THE CONFEDERATE STATES
This is from the Daily Telegraph (Macon, Georgia), 18 February 1861, pg.
1, col. 4:
"THE CONFEDERATE STATES."
"The name is a good one, and means the same thing the old one did.
Confederate means United, and hence, though a different word is used, the
name is the same in meaning as that of the old government,"--_Griffin Union_.

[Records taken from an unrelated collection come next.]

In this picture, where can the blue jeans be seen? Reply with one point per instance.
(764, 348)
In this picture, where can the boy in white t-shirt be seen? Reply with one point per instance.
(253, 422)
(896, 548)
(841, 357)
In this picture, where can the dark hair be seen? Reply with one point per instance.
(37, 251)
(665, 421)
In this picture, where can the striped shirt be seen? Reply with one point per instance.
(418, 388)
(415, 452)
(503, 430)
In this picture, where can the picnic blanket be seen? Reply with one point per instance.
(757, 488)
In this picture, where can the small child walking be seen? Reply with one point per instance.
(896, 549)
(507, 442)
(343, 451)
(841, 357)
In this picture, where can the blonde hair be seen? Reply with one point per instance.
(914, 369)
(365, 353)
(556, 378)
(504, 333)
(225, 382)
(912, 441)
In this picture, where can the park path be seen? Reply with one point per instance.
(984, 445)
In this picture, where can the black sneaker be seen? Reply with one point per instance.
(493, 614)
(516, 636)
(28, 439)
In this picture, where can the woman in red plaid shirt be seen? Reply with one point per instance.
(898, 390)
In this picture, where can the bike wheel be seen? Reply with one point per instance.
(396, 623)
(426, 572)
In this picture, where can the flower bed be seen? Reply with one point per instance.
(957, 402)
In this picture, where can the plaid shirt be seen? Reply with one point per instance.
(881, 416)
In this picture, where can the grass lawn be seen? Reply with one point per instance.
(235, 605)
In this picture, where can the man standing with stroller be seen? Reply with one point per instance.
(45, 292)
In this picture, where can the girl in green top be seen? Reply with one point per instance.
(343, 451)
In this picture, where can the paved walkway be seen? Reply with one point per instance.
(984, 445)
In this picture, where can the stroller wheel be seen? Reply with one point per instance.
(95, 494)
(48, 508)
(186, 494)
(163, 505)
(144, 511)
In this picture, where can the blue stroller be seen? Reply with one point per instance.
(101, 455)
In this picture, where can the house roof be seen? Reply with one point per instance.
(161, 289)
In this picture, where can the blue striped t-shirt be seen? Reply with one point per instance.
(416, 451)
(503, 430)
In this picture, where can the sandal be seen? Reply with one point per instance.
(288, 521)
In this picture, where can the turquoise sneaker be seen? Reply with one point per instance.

There is a very important difference in the meaning of the terms
_"united"_ and _"confederate,"_ which it is desirable should be pointed out
and understood. We believe, if the name of the late Republic had been
"Confederate States" and not "_United_ States," the intestine quarrels to
which she fell a victim would in great part have been avoided, and the
country remained at peace. It was the misfortune of the terms "Union" and
"_United_ States," that they conveyed to the Northern mind an idea,
sedulously encouraged by their politicians from first to last, that the
country was literally a _unit_, subordinate in every thing to a central
power, to which it was responsible and amenable for every act of a political
character. Hence, the Northern abolitionist became, in his own fancy,
responsible for the existence or the extension of slavery, and held, as a
corollary, that the Federal Government ought to prohibit both. This
pretension would have never been set up to any great extent, if a just idea
of the character of the government had been conveyed in its very name--if it
had been called for example "The Confederate States"--_i. e._ Sovereign
States (not _united_, merged into, cemented together, or compounded into one
government or sovereignty), but leagued together in a compact or alliance for
mutual support. There is about as much difference, then, between _"united"_
and _"confederate,"_ as there is between an egg nog and a fagot.